S3B: Software-Defined Secure Server Bindings

For decades, request-routing protocols operating at multiple layers of the network stack have been a staple of Internet services. Commonly deployed request-routing techniques use the requestor's IP address as an identifier of the client. For instance, using DNS as a request-routing protocol, the local DNS resolver's IP address is used as a surrogate identifier of the client in order to assign the client to the closest server. While such coarse associations may be acceptable for performance-centric purposes, they are not appropriate in settings that require fine-grained, enforceable bindings of clients to servers - e.g., to ensure that malicious clients are unable to bypass their bindings and issue their request to a server of their choosing. In this paper, we propose S3B (Software-defined Secure Server Bindings), a protocol that provides precise and enforceable client-server assignments. S3B uses a server module to assign clients unique access keys.
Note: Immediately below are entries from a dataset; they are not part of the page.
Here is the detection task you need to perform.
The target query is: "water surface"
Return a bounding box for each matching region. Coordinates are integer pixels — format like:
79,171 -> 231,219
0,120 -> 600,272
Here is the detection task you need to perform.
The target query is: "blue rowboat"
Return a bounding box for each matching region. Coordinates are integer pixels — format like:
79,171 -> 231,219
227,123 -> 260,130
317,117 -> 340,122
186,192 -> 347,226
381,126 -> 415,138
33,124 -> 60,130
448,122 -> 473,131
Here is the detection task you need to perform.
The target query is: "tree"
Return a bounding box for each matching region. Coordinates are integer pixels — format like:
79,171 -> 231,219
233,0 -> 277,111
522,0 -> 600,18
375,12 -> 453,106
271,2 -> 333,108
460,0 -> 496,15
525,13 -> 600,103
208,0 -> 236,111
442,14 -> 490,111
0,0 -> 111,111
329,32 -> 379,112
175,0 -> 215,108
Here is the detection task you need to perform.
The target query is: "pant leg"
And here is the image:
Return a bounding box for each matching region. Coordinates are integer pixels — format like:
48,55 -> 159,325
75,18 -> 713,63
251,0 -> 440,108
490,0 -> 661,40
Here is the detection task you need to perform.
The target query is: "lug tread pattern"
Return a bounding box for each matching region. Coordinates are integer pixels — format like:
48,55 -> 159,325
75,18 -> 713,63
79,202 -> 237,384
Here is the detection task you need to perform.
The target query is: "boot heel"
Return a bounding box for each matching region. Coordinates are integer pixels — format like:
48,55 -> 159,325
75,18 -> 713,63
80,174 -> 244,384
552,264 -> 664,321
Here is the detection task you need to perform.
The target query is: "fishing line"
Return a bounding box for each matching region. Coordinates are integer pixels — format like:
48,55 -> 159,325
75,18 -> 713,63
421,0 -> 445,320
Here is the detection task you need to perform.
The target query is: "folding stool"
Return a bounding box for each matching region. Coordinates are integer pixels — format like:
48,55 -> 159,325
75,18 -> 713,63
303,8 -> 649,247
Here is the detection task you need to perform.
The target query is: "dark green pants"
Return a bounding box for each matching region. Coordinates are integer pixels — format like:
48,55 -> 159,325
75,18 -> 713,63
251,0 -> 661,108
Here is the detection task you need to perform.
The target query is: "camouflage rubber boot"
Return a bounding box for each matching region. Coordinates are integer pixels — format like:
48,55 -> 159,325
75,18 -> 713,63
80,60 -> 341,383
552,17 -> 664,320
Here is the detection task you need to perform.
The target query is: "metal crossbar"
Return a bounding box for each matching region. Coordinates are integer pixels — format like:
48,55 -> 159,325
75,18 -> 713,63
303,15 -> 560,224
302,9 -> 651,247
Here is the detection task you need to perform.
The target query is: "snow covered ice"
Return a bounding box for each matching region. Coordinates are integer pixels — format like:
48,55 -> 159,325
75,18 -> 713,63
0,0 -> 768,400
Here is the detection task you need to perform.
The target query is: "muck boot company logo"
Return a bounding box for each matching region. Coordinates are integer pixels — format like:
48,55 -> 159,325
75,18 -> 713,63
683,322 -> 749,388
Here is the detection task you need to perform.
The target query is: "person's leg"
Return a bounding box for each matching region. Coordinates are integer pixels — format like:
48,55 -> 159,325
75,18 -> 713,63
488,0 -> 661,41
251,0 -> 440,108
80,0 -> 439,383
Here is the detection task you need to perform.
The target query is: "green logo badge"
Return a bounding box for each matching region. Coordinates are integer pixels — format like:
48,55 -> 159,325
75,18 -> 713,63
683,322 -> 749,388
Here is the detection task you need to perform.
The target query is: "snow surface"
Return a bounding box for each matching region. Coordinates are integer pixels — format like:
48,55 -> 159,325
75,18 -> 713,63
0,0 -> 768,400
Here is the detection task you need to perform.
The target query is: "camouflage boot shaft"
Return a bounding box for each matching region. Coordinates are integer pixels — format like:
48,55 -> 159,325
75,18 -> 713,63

Using HTTP redirection with the key encrypted as an additional domain label, the name server is able to distribute precise server assignments specific to each client. In addition, the server module maintains an access control list to enforce these assignments. As an implementation of the S3B protocol, we have developed an HTTP/S prototype and deployed it to Amazon AWS. Our performance evaluation suggests that our prototype introduces no discernible overhead for client requests. To evaluate S3B's effectiveness as a security appliance, we developed an application to isolate clients suspected as spiders, capable of virtually immediate containment once detected.